Na przeprowadzenie chiptuningu trzeba zarezerwować od 2 do 4 godzin. Do weryfikacji wyników niezbędna jest hamownia, bez niej nie można w profesjonalny sposób optymalizować charakterystyki silnika. Ponadto dzięki niej można dużo powiedzieć o kondycji silnika, m.in. sprawdzić, w którym momencie zaczyna efektywnie działać turbosprężarka. W naszym przypadku pomiar ciągnika Farmer F4-6258 na fabrycznych ustawieniach pokazał, że silnik osiąga deklarowaną moc 61 KM, ale już maksymalny moment obrotowy wynosi tylko 200 Nm zamiast 227 Nm, a do tego uzyskiwany jest przy zbyt wysokich obrotach. To nasunęło podejrzenia, że brak elastyczności może być efektem jakiejś usterki.

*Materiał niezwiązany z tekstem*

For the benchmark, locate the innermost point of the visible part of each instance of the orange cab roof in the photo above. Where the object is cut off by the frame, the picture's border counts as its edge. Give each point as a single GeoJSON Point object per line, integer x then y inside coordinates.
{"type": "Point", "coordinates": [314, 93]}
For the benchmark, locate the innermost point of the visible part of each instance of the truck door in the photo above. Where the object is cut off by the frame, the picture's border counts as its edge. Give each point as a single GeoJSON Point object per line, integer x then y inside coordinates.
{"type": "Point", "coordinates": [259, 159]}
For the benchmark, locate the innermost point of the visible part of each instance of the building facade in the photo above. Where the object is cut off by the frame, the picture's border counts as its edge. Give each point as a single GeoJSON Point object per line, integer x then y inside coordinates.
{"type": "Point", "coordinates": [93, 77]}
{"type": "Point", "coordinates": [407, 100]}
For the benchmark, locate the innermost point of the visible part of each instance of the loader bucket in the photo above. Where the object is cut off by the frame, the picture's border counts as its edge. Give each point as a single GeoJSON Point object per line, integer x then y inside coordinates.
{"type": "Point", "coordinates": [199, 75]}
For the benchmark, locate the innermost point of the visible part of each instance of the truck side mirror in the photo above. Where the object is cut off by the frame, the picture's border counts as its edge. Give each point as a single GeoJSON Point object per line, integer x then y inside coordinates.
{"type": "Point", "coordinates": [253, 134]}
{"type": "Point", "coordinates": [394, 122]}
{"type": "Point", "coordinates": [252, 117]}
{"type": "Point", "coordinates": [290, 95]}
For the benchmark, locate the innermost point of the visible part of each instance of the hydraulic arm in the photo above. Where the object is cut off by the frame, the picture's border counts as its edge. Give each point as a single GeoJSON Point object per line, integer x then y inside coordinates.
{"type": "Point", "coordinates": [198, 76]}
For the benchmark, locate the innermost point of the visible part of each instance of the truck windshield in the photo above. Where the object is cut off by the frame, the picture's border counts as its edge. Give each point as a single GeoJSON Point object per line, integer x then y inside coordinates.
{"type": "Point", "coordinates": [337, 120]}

Po pierwszej korekcie dawki wtrysku moc maksymalna wzrosła do 67 KM, a moment obrotowy do 215 Nm, ale niestety w przedziale obrotów 1 500-1 800, w którym najbardziej zależało nam na zmianie, wzrost parametrów był nieznaczny. Druga próba pozwoliła podnieść moc maksymalną do 70 KM, a moment obrotowy do 222 Nm, jednak w środkowym zakresie obrotów zmiany nadal nie były efektowne. Kolejne próby korekty programu sterującego kończyły się podobnym efektem. Brak reakcji na zwiększoną dawkę paliwa można wyjaśnić choćby brakiem dostatecznej ilości tlenu, czyli możliwym zbyt późnym załączaniem się turbiny. Przykład pokazuje, że chiptuning nie zawsze rozwiązuje problemy z brakiem mocy, ale pomiary hamownią pozwalają stwierdzić prawidłowość pracy silnika i dać wstępne diagnozy przyczyn usterki. Według specjalisty z firmy Jurczak Auto Sport, takie przypadki się zdarzają, na ogół jednak sprawne technicznie silniki dość łatwo reagują wzrostem mocy na podwyższenie dawki paliwa. Przykład to John Deere 6530, który na seryjnych ustawieniach uzyskiwał 123 KM i 481 Nm, a po tuningu aż 166 KM i 574 Nm (najmocniejsze seryjne wersje tego silnika uzyskują nawet 180 KM i 700 Nm). Dodatkowo wzrost parametrów jest znaczący w całym zakresie obrotów, o czym świadczy wydruk z wykresem.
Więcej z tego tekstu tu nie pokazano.